By Mark Piper, Mercy Associate
Over the past few weeks I’ve tried to come up with answers regarding both national turmoil in the United States as well as local turmoil, particularly racial animus, stemming from a police-involved shooting that resulted in the death of a young man on the far South Side of Chicago, where my family and I make our home. When I feel I need to be at the ready if someone asks me a question fraught with thorny complexity or controversy, I do what I suspect many folks do: I talk with trusted friends and confidants to get their perspective; I listen to my spouse; I fall back upon my memory of books that I’ve found useful and pull them off the shelves for insights and inspiration. I have done all of that, and I’ve done one thing more: I’ve grappled with the Works of Mercy and how one ought to employ them at a time like this.
For me, the Works of Mercy have been less a source of solace and more a cause for concern. The cause for concern manifests itself in two ways. First, when so many are experiencing anger, bewilderment and resentment, how appropriate is it to “instruct the uneducated” or “forgive offenders” or “counsel the doubtful”? When emotions run high, is it really wise to attempt any instruction or engage in any counseling? And even if it is wise, how does one do that without coming off as arrogant, privileged or otherwise superior?
The second concern has really troubled me. I question if we have actually engaged in the Works of Mercy and found them futile, or if we have stopped engaging in them because they don’t make a difference—thus they are not really true ways of being helpful, good, or neighborly. That’s a depressing thought for me.
As I move around in my angst about all this, I’m reminded of Mary, Mother of God, or as I like to see her, Mother of Mercy. She didn’t come up with answers, but she interceded for those in need, like at the wedding in Cana. She also provided an example of silence as an appropriate response at other times. I am then reminded of another woman of faith, who interceded for women and children in particular during times of turmoil—Catherine McAuley, founder of the Sisters of Mercy.
Here is where my angst subsides, for in Catherine McAuley, and thousands of other ordinary women and men, I see that the Works of Mercy matter. They do speak to basic human truths, and they do advance the Kingdom of God insofar as we improve the lives of those around us. Catherine McAuley not only instructed the uneducated, but she did so in a manner that was not “holier than thou.” She put this and other aspects of her mission of mercy into practice long before that practice became accepted as doctrine or approved behavior. The Works of Mercy have made a difference, and if we practice them, they will continue to make a difference.
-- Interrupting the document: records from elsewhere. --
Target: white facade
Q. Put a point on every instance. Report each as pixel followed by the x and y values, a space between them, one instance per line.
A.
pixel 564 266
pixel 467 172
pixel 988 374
As such, I’m going to bear patiently these troublesome times while I work and pray for a more merciful world. After all, I am now reminded of at least 14 different ways of responding, or rather 14 appropriate answers to the questions we face in our neighborhoods and in our country. You can read about all 14 by clicking this link to, you guessed it, the Works of Mercy.
I’ve tried to come up with answers in anticipation of questions about how best to engage, move forward, or make a difference in what is going on around us nationally and around me locally in Chicago. My grappling with the Works of Mercy has reminded me that there is one fundamental point I had forgotten about until I talked with others, listened to others, and picked up those books from the shelf: discernment. I shouldn’t be afraid to “instruct the uneducated,” especially if I’m the one most in need of instruction. Instead, I ought to discern how best to employ the Works of Mercy, and knowing that discerning can take time, I am reminded that it doesn’t need to be done immediately. Mary, the Mother of Mercy, didn’t keep silent as an act of avoidance; rather, she was engaged: praying, listening and discerning when to speak and what to say. Catherine echoed that in a verse that I think is most apt:
“…Keep Patience ever at your side:
You’ll need it for a constant guide.
Show fond affection every day,
And above all, devoutly pray…”
I’ll go and do likewise—after all, the world cannot change until I change first.